We are trying to burn the ODM_RESERVED[0-3] fuses (on L4T 35.4.1). This works if we do it before burning any other fuses, but after we burn the KEK, PKC & ODM_PRODUCTION_MODE the driver does not burn the ODM_RESERVED[0-3] anymore. There is no error message in the kernel log.
The fuse specification document says that the ODM_RESERVED fuses should still be burnable when the ODM_PRODUCTION_MODE fuse is burned. This is also what I find in the code if I look at the tegra-fuse-burn driver. I don’t want to experiment too much with this because the fuse burning is irreversible and I don’t want to ruin the modules.
that’s incorrect approach for burning fuse.
you may put the target enter forced-recovery mode, and running with odmfuse.sh.
please see-also developer guide, Sign and Flash Secured Images in Separate Steps.
FYI,
it’s suggest to burn all fuses together even though ODM_RESERVED fuses could be add after ODM_PRODUCTION. once SecurityMode has burned, there is no way back. (even by adding keys to non-fuse fields)
hence, the recommended way is to burn all fuses together instead of burning fuses step-by-step.
According to the documentation the the ODM_RESERVED fuses are field programmable. How are we supposed to burn them in the field if it has to be done through recovery mode? We are already burning all the other fuses in one step during production. The ODM_RESERVED fuses we cannot burn yet at that time, because their content is not known at that point.
The fuse specification clearly says that they can be burned in the field: “The consecutive registers are reserved for the customer use, including ODM/software versioning. These fuses are field programmable, Reserved_ODM{0:3} can be individually locked against further burning using corresponding bits in ODM_Lock, bit [b] locks Reserved_ODM{b}.”. Also from the source code of the kernel driver it is clear that the kernel driver can be used for burning the fuses, so why do you say we cannot use it? It works fine, if the other fuses aren’t burned yet. So to me this just looks like a bug.
We need a way to burn the ODM_RESERVED fuses at the end of our production line from the linux kernel. Can you maybe suggest another way that we can use, if our current sysfs method is not recommended?
FYI, it should be possible to burn ODM fuse from kernel. (I’ll also revise my previous comments)
however, let me arrange resources to check whether fuse burning is allowed from non-secure zone.
it should be the same for burning that fuse variable.
please setup $ dmesg --follow to gather the kernel logs when you trying to blow reservled_odm fuses in the field.
Hi @JerryChang, Has there been any progress on your side trying to reproduce this issue? We are still blocked on this as we cannot burn the fuses at the moment.
sorry for late reply, we’ve also checked with internal team for this. (we had no conclusions yet)
anyways, by checking [Fuse Specification Application Note], could you please examine this fuse variable, FUSE_SECURE_PROVISION_INFO, and sharing the results for reference.

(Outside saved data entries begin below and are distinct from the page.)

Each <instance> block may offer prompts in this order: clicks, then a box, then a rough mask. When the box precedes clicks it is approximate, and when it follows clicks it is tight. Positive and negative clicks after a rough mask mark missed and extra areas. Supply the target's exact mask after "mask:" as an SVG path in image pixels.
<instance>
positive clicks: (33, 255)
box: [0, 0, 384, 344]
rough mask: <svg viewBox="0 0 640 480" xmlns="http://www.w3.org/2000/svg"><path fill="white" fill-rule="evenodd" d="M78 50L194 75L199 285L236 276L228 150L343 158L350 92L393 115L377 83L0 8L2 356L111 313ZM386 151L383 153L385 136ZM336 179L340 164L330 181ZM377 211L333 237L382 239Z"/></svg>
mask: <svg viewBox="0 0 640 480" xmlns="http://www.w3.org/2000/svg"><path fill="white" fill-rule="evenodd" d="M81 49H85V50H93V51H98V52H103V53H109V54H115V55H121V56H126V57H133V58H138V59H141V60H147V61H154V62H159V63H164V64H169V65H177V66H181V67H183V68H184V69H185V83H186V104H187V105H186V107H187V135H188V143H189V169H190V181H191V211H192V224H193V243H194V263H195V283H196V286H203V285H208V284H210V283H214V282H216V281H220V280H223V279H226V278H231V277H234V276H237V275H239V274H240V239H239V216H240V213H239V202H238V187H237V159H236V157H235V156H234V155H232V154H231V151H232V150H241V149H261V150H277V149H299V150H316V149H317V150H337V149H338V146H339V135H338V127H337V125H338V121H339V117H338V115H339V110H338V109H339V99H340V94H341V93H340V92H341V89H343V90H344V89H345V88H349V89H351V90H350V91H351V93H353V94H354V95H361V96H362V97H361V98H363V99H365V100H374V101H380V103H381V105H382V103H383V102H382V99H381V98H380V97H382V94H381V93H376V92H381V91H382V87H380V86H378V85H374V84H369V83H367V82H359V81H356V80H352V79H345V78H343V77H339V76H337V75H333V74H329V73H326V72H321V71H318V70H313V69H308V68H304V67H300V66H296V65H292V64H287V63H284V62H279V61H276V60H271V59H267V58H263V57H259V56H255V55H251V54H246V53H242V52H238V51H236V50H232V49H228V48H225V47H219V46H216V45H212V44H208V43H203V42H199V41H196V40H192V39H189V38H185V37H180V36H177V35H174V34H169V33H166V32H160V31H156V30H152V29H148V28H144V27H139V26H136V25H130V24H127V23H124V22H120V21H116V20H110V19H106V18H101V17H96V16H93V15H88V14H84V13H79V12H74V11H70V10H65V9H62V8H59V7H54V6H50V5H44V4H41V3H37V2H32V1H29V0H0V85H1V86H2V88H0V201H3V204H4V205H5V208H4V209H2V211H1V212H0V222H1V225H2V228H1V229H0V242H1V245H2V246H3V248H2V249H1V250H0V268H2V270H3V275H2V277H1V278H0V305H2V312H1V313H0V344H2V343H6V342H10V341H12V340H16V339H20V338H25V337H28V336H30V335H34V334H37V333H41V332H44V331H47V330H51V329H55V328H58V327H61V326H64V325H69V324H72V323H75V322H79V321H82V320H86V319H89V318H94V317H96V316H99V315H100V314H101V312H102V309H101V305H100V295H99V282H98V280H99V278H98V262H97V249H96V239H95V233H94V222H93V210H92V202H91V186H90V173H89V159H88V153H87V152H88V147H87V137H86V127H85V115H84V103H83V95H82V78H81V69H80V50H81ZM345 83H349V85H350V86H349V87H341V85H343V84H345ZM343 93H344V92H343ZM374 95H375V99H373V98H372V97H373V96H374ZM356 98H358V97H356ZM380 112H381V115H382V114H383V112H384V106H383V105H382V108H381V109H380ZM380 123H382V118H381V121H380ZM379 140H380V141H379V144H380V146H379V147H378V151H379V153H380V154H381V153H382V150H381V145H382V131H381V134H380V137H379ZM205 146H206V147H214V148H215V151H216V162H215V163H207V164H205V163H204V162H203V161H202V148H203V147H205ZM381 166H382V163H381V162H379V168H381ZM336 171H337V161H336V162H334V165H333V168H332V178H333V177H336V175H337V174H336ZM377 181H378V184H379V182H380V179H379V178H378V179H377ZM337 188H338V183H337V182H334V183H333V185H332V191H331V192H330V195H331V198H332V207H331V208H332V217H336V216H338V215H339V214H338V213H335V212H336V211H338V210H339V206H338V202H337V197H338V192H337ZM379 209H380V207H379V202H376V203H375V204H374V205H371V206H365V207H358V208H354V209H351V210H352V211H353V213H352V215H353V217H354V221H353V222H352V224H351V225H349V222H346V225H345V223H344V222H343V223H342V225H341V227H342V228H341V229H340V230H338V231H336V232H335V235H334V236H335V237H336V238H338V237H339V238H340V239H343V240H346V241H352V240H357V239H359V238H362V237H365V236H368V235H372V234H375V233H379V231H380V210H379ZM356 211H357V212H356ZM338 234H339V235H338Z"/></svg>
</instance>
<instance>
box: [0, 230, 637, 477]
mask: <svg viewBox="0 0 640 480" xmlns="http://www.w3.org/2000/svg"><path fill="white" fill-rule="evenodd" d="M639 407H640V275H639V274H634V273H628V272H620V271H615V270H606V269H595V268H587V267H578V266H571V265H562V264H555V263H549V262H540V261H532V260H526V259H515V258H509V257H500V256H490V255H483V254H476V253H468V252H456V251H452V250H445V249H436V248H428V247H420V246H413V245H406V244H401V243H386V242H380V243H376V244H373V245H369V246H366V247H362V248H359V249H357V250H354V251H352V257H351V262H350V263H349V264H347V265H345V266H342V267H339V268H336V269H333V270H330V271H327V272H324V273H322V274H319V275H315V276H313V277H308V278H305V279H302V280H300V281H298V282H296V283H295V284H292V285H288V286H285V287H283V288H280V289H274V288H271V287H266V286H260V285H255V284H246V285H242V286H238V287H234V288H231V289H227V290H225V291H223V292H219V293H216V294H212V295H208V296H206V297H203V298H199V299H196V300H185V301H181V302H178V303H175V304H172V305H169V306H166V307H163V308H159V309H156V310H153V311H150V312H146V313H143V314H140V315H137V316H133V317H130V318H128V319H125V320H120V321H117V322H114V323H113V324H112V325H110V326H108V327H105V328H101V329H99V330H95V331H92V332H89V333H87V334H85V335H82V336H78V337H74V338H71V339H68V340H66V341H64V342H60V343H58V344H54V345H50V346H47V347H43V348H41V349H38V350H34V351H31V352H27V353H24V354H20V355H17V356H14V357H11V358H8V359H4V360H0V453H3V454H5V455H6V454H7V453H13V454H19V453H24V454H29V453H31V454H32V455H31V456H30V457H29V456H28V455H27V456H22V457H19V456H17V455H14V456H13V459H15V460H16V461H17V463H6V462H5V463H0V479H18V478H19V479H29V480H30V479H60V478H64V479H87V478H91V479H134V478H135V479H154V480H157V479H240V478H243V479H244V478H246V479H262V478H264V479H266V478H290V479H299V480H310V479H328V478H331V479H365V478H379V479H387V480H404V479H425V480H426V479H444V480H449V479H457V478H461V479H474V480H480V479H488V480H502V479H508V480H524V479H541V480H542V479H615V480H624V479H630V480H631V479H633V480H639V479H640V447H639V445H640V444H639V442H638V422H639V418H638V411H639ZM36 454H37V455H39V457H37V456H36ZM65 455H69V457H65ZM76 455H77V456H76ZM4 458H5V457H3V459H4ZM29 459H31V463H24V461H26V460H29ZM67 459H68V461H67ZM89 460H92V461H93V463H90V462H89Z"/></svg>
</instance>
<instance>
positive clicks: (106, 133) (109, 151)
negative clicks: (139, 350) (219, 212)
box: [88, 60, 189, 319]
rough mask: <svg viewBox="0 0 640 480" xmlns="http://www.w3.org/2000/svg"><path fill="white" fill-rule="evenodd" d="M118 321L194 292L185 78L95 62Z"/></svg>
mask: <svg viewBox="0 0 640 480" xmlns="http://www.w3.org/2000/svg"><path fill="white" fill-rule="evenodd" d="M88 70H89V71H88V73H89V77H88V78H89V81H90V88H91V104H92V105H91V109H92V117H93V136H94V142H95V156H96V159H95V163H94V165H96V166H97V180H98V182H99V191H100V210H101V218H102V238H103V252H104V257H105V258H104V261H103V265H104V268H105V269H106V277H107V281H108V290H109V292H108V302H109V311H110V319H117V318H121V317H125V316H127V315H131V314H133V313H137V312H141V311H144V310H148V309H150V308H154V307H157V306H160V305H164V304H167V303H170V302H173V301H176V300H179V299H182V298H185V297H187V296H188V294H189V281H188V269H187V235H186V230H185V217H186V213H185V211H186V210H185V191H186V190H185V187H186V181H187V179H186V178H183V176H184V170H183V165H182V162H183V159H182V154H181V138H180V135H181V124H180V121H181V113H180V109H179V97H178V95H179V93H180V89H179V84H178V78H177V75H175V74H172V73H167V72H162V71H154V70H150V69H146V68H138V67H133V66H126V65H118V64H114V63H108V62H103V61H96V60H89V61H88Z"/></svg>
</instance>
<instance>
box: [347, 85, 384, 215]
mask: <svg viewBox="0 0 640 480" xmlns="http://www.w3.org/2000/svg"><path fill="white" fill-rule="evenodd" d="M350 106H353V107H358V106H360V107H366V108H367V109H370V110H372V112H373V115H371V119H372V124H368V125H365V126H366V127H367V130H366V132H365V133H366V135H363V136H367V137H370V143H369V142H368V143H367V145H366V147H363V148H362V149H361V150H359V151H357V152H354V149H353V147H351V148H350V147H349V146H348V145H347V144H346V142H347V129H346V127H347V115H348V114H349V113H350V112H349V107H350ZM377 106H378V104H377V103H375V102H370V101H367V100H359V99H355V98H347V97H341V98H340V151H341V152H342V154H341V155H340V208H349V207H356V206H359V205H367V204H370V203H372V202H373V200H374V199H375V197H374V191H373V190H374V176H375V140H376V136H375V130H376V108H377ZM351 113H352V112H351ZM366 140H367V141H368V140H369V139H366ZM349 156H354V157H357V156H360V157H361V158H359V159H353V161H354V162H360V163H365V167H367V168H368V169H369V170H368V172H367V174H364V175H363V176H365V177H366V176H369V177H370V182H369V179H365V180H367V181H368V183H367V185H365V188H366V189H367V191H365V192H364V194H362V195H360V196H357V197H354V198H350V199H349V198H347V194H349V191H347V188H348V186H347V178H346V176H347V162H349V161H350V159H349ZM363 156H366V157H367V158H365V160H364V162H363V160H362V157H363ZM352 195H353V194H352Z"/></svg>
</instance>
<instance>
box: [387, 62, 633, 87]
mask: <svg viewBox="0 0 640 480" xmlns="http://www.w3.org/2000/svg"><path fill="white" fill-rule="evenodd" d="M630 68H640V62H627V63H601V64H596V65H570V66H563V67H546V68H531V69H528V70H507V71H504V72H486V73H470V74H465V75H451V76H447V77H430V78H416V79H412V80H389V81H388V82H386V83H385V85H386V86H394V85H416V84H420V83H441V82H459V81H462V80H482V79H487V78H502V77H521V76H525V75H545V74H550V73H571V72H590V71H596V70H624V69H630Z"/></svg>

also, please install this utility… $ sudo apt-get install busybox
and dumping the register 0x03820028 for confirmation, i.e. $ sudo busybox devmem 0x03820028
Thank you for your reply. How can I read the FUSE_SECURE_PROVISION_INFO fuse? I don’t see a matching file in the sysfs entries. The register dump is below.
we’re able to reproduce this issue locally. fuse burn is working before we burn production_mode fuse.
however, it’s not root cause yet. we need more time for digging into this.
Yes we are still waiting for a solution to the problem. We really need to have the ability to burn these fuses after the other security fuses have been burned.